Posted by VisionsOfDoom - February 18th, 2017


After 7 years (apparantly), I decided to come back to Newgrounds.

Why?

Because I need to put some things out there and I can't think of a better place to do it.

I have no Idea what I'm hoping to get out of it though.

 

The Truth is, I just don't know what to do anymore.

A lot has happened since 2010.

I'm a different person now.

I live in a different city, I am far more skilled in what I'm doing. I think and speak diffenrently. I have new friends. And new enemies.

There's a million miles and more between who I used to be and who I am now.

 

I still feel unfathomably.... alone. Desolate.

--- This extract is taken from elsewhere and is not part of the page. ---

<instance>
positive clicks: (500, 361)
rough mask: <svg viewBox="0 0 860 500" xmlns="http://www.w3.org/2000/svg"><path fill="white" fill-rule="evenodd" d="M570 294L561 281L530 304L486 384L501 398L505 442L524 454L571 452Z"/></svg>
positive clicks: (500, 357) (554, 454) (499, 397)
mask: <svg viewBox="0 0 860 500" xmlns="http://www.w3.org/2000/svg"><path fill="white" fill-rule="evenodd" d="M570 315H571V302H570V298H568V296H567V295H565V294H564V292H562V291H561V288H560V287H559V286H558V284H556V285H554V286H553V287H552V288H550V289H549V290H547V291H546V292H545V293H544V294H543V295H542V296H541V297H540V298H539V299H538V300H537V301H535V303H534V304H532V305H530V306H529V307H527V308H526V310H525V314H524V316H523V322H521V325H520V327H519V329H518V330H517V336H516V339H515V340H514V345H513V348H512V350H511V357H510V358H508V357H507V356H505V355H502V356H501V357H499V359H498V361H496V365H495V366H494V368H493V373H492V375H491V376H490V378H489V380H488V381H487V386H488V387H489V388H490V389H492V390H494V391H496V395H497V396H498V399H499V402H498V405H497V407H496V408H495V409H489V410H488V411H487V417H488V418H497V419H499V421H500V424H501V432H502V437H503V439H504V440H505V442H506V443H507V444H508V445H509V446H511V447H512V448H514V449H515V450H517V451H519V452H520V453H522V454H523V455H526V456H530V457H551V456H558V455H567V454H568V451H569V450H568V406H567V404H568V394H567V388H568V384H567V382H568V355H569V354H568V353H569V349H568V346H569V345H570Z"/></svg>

That's the one common denominator between my old self and me.

Maybe I didn't understand it to the same degree back than as I do now, and in a way, that makes it way worse.

 

I know what I'm going through, and why. I know how my mind and body work, and what I can do to enhance or diminish the ways my mood swings. I know how to induce feelings of happines and how to drive away despair and depression.

But all that has done is to induce an even deeper feeling of ... darkness.

It's a weird, awkward kind of darkness. Not one that lurks not in your heart and soul and threatens to eat you alive, but one that sits all the way in the analytical part of your mind.

I know, no matter what I do and how I feel, nothing is going to change the fact that I exist on this earth and that I'm not getting out of my own skin*. And I don't even know if that's a bad thing, a good thing, or a thing at all or what's even the difference if any of that would be true or false.

*(Quck aside: NO, not even suicide could change that. And suicide is dumb, because I'm not hopping on that train unless I know where it's gonna take me. It would only make sense if there's no way of guessing it could be worse than my current situation - and my tolerance for emotional and physical discomfort is quite high.)

 

So even though I know that inducing a "positive" mental state will actually make me feel better and drive me towards being more productive, more pleasant to be around and eventually, more successful, it makes me incredibly depressed AT THE SAME TIME.

If I somehow managed to stay on a successful path for a couple of years and ended up with a ton of cash, a nice house and an attractive family, I might be to busy to remind myself of it, but I'd still be me.

The same goes for all other paths that diverge from where I am currently;

Even If I do something completely opposed to what I am, it wouldn't change anything.

I'd still be the same old me, in a new environment with a new skillset, new mannerisms and friends - whichh is wonderfully enticing and horribly depressing all at once.

 

But I think I've figured it out.

The only way for me to live with some semblance of hope is to constantly be on the run and always do something else, or at least do the same thing in a different place with different people.

 

I cannot imagine I'll ever, ever be able to stay in the same place - mentally or physically - for more than a year.

 

 

That's all I have the capacity to write at this time.

But I'll be back. Maybe later today, maybe tomorrow. Maybe in another 7 years.